Surgery is the most common treatment for kidney cancer, and very often, the only treatment required for tumors that have not moved outside the kidney. As Medicine is an art and there are often many approaches to your care, the UCLA Kidney Cancer Program prioritizes the approach based on the following principles:
There are important surgical decisions such as 1) does the patient need treatment? 2) can the kidney be saved? 3) should we offer a traditional open or minimally-invasive option (laparoscopy or robotics). Based on the above priorities factoring tumor characteristics and patient anatomy/comorbidities, the UCLA Kidney Cancer Program will offer an individualized treatment plan.
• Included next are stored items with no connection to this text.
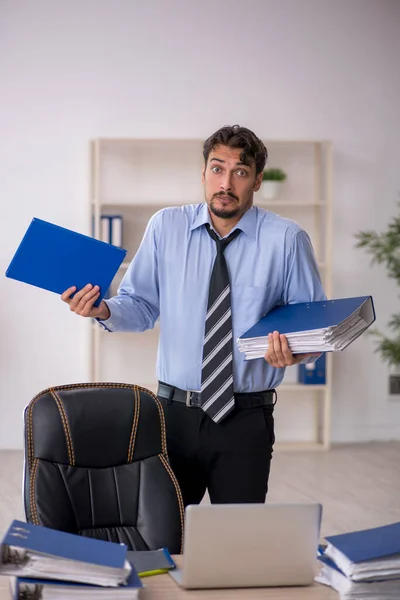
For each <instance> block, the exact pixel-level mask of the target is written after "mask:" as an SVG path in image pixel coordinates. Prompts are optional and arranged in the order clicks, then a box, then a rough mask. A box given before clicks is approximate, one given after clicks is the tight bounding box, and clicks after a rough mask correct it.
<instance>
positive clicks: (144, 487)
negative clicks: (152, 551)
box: [24, 383, 184, 554]
mask: <svg viewBox="0 0 400 600" xmlns="http://www.w3.org/2000/svg"><path fill="white" fill-rule="evenodd" d="M24 422H25V470H24V503H25V514H26V519H27V521H29V522H31V523H36V524H38V525H43V526H45V527H50V528H52V529H59V530H63V531H69V532H71V533H76V534H80V535H85V536H89V537H95V538H99V539H103V540H110V541H113V542H123V543H125V544H126V545H127V546H128V548H129V549H132V550H155V549H157V548H161V547H166V548H168V550H169V551H170V552H171V553H175V554H176V553H180V552H181V551H182V539H183V525H184V506H183V500H182V495H181V491H180V489H179V485H178V482H177V480H176V477H175V475H174V473H173V472H172V469H171V467H170V464H169V461H168V455H167V447H166V434H165V420H164V411H163V408H162V405H161V402H160V401H159V399H158V398H157V397H156V396H155V395H154V394H153V393H152V392H150V391H149V390H146V389H144V388H141V387H139V386H136V385H128V384H118V383H83V384H73V385H63V386H59V387H53V388H49V389H47V390H44V391H42V392H41V393H39V394H37V395H36V396H35V397H34V398H33V399H32V400H31V401H30V403H29V405H28V406H27V407H26V409H25V413H24Z"/></svg>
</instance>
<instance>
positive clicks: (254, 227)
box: [190, 202, 257, 240]
mask: <svg viewBox="0 0 400 600" xmlns="http://www.w3.org/2000/svg"><path fill="white" fill-rule="evenodd" d="M206 223H209V224H210V226H212V223H211V219H210V214H209V212H208V206H207V203H206V202H203V203H202V204H201V206H200V210H199V212H198V214H197V216H196V218H195V219H194V221H193V223H192V226H191V227H190V231H193V229H197V228H198V227H200V226H201V225H205V224H206ZM235 229H241V230H242V231H243V232H244V233H245V234H246V235H248V236H249V237H251V238H253V240H256V239H257V208H256V207H255V206H254V205H253V206H252V207H251V208H249V210H247V211H246V212H245V213H244V215H243V216H242V218H241V219H240V221H239V222H238V224H237V225H236V227H235Z"/></svg>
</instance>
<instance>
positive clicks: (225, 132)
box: [203, 125, 268, 175]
A partial nephrectomy is the surgical removal of tumor with sparing the adjacent normal kidney. While once reserved for select situations, in the 1990’s the UCLA Kidney Cancer Program expanded indications by pioneering the concept of the “elective” partial nephrectomy long before it came to be considered the standard of care. Often preservation of kidney function may improve quality and quantity of life.
For large, invasive tumors, often the entire kidney needs to be removed. A radical nephrectomy can be performed in both the open and laparoscopic / robotic manner. While many centers do not perform a lymph node dissection, UCLA Kidney Cancer Program’s surgeons perform lymph node dissections whenever there is high suspicion for lymph node involvement to limit local/regional recurrences by removing any potential sites of disease.
Open surgery is performed by making an incision in the patient's side, abdomen or lower back to approach the kidney. The surgical team uses their hands to perform the procedure. Laparoscopy is a minimally invasive surgical procedure, where the surgeon inserts instruments and a camera through keyhole incisions to perform the operation. This can be performed with traditional or robotic-controlled instrument (Da Vinci Robot). When needed over traditional laparoscopy, the robotic approach may provide very precise movements and the 3D camera offers an improved visual field. At UCLA the majority of operations are performed via a minimally invasive approach, however the team is adept at all surgical options to provide our patients the best outcome.